10. Intellectual property
You or your licensors retain ownership of all copy, content, code, trademarks and/or trade names and any other intellectual property which you may supply or make available to us at from time to time, as well as any modifications or enhancements that you request us to make, unless we agree otherwise.
However, all Tools and Methods remain our or our licensors’ property and confidential information and unless we agree otherwise all intellectual property rights that subsist in the Work will vest in us. Upon receipt by us of full payment for the Work you will have a non-exclusive, non-transferable licence to use the Work, and such Tools and Methods as necessary to enable you to use the Work, which licence will continue in perpetuity provided that you continue to comply with these Terms.
We both agree that, except as otherwise authorised in writing by the other, or as otherwise required to by law, we will not at any time disclose any confidential information received from the other to any person whatsoever and that if the Project is terminated we will return to the other all documents and other materials in our possession or control that were supplied by the other party.
12.1 You indemnify us against any claim for breach of copyright (including breach of moral rights), infringement of intellectual property rights, defamation, or any other claim arising from the instructions and materials supplied by you to us. You are responsible for obtaining all necessary copyright clearances and intellectual property licences for all materials supplied by you for inclusion in the Work.
12.2 Subject to your indemnity, and subject to the clause headed ‘Limitation of liability”, we indemnify you against any claim for breach of copyright (including breach of moral rights), infringement of intellectual property rights, defamation, or any other claim arising from the development and supply of the Work by us. We are responsible for obtaining all copyright clearances and intellectual property licences for all materials supplied by us for inclusion in the Work.
13.1 You may terminate our engagement at any time on written notice to us. If our engagement is terminated you must pay us all fees due up to the date of termination and reimburse all expenses incurred up to that date.
13.2 We may terminate our engagement if you commit any material breach of these Terms which is incapable of being remedied; or if you commit any material breach of these Terms which is not remedied within five days of us giving you written notice of the breach; or if you become insolven; or if a recevier or manager of any of your assets is appointed, or an order is made or resolution passed for your liquidation.
13.3 Any termination of our engagement will be without prejudice to any rights of either of us accrued up to the date of termination including any rights, powers or remedies available to either of us in contract, at law or in equity, and will not terminate clauses of these Terms which, by their nature are intended to survive expiry or termination.
14. Right of exhibition
You grant us the right to refer to you and the Work undertaken for you for the purpose of promoting our business.

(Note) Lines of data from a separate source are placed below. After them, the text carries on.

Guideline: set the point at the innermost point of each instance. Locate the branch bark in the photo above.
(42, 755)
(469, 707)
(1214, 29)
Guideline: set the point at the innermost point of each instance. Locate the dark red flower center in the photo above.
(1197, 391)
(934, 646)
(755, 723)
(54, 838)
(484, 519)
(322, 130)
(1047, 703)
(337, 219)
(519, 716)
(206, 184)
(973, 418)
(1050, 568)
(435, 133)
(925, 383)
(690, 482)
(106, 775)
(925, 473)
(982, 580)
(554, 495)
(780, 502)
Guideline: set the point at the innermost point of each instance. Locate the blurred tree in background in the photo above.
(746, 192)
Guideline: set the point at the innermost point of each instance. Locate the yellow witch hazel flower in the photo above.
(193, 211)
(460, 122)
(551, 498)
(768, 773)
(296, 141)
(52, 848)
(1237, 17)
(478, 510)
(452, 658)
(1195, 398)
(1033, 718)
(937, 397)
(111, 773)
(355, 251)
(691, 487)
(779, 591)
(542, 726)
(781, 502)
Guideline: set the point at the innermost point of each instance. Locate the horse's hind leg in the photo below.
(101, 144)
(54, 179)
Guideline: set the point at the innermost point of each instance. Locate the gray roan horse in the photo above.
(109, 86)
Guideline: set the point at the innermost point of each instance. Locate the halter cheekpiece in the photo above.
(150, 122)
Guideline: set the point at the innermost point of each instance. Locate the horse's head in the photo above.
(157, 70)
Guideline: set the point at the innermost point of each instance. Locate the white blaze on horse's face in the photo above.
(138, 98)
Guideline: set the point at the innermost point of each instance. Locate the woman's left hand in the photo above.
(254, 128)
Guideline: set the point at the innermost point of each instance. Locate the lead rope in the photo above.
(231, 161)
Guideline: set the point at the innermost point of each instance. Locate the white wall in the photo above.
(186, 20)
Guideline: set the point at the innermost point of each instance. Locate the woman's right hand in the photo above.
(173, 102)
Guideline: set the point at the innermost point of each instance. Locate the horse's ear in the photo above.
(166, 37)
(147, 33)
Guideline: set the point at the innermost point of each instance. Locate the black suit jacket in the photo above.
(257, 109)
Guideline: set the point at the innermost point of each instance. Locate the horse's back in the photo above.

Our relationship is governed by New Zealand law. We both agree to use reasonable efforts to resolve any dispute arising between us through good faith negotiations. If either of us needs to resort to the courts, New Zealand courts have exclusive jurisdiction.
16. Future work and amendments
Unless we agree otherwise in writing, these Terms will apply to all work we may do for you in future. From time to time we may revise these Terms. The revised terms will apply to any requests for work we receive after they have been given or made available to you.
17. Entire agreement
These Terms and our proposal or any resulting statement of work or similar documentation constitute the entire agreement between us, and supersede all prior communications, representations, agreement or understandings, either verbal or written.